The state’s Transport Accident Commission said it was “great to hear that rain is on the way, but add smoke to the mix and it’s going to be risky on the roads”.
“Avoid driving if possible and if you do need to drive take your time, put on your headlights and be aware of trees or debris on the roads,” the TAC said on Twitter.
The Bureau of Meteorology said cooler conditions will remain for Victoria until the weekend, with maximum temperatures in the low 20s.
Rain and thunderstorms accompanying the cool change will hardly help firefighters battling blazes in the state’s east and northeast.
Less than 5mm of rain and thunderstorms are forecast for fire-affected areas, bringing dry lightning that could spark new fires.
Central Victoria could see between 5mm and 15mm of rainfall.
The recent bushfires have burned 1.4 million hectares across the state. Four people have died, with 353 homes and 548 other structures destroyed.
NEW SOUTH WALES
Bushfire-ravaged communities are preparing ahead of forecast heavy rainfalls that authorities fear could cause slips and flooding in some parts of NSW.
Rainfall totals of 30 to 80 millimetres are forecast from Thursday, with strong falls possible for fire grounds in the Snowy Mountains, southwest of Sydney and South Coast regions.
The Bega Valley Shire Council said it would work with the Rural Fire Service to manage any impacts caused by the deluge.
“Weather predictions indicate conditions are favourable over the next week for the containment effort,” the council posted on its Facebook page.
“There is predicted rainfall from Thursday onwards — early indications show the possibility of heavy rainfall which may impact on sediment run-off into waterways.
“This situation is being monitored and planned for by council and RFS.”
Meteorologist Sarah Scully said “much-anticipated” showers and storms are forecast to develop across eastern Australia however “this does bring some dangers”.
“Hopefully some of this heavy rainfall will fall over fire sites and help control or even extinguish fires,” she said yesterday.
“But it’s a bit of a double-edged sword as heavy rainfall and gusty thunderstorms bring the potential for flash flooding, particularly in the burnt-out areas of NSW and Victoria which are now vulnerable to land slips and trees coming down.”
She said the storms that form are “likely to be slow-moving” bringing potential heavy rainfall.
NSW RFS Commissioner Shane Fitzsimmons said filtration and other equipment is being deployed into the water systems to protect drinking supplies.

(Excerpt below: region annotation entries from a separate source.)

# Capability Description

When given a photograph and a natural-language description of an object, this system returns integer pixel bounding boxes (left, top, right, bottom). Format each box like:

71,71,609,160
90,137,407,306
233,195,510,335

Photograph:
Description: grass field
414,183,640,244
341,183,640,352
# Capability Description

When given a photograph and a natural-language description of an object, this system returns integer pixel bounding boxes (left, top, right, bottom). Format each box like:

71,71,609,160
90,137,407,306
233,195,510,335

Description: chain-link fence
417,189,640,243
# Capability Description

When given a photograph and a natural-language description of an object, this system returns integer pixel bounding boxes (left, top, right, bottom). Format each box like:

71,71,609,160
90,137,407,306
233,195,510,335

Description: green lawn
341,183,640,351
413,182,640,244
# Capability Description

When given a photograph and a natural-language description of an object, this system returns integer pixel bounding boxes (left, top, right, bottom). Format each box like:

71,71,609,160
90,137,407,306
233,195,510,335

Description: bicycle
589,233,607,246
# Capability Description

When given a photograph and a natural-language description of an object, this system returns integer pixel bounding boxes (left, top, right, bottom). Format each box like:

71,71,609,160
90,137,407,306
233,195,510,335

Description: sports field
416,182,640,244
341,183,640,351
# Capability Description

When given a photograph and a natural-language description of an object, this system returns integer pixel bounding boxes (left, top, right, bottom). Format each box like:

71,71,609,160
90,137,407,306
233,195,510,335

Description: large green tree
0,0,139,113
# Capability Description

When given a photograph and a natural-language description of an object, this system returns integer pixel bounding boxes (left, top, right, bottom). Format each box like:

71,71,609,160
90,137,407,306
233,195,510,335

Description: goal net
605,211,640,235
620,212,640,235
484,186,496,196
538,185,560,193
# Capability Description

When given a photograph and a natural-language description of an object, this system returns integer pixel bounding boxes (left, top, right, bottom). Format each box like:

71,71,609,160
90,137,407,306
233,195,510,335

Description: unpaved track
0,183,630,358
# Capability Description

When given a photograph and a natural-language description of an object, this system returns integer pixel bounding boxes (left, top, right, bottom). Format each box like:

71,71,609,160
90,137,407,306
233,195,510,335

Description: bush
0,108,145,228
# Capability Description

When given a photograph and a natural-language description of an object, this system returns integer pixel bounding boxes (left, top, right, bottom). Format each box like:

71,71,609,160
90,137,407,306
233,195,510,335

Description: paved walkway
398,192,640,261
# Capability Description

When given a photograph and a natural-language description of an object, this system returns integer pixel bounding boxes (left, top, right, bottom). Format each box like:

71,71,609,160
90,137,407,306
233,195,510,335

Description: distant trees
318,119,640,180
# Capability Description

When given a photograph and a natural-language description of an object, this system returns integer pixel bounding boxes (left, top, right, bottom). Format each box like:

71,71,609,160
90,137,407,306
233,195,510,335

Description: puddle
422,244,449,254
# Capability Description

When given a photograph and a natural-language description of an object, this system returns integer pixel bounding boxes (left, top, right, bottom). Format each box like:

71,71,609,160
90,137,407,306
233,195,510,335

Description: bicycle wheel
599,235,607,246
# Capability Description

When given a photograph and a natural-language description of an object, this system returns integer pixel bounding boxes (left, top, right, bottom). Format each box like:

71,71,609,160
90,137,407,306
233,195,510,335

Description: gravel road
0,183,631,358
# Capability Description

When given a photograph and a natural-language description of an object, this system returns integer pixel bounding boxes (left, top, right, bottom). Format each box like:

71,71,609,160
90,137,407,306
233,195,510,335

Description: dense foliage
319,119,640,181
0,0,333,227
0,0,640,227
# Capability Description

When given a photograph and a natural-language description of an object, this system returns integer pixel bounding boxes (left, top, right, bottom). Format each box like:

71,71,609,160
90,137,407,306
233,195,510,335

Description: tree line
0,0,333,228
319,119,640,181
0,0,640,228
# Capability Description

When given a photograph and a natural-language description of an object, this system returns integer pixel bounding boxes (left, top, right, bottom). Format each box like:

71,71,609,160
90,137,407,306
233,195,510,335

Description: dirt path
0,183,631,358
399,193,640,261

NSW Water Minister Melinda Pavey said the government was using silt curtains to stop ash being washed into Warragamba Dam by heavy rainfall.
The fire service has been working closely with the SES, NSW Police and the BOM to track the location of the heaviest falls.
Despite the easing conditions, fire danger ratings are still high for large parts of NSW on Wednesday.
Cooler conditions are also forecast in parts of South Australia along with the “slight chance” of showers near the eastern border today and about the far southern coasts on Thursday, according to the BOM.
Flare-ups across the Kangaroo Island bushfire are expected to continue for up to two weeks, as fire crews battle to bring it fully under control.
The blaze has already burnt through 210,000 hectares inside a 588km perimeter, destroying 65 homes and hundreds more buildings.
The Country Fire Service said it is still burning in various spots along the 120-kilometre eastern flank.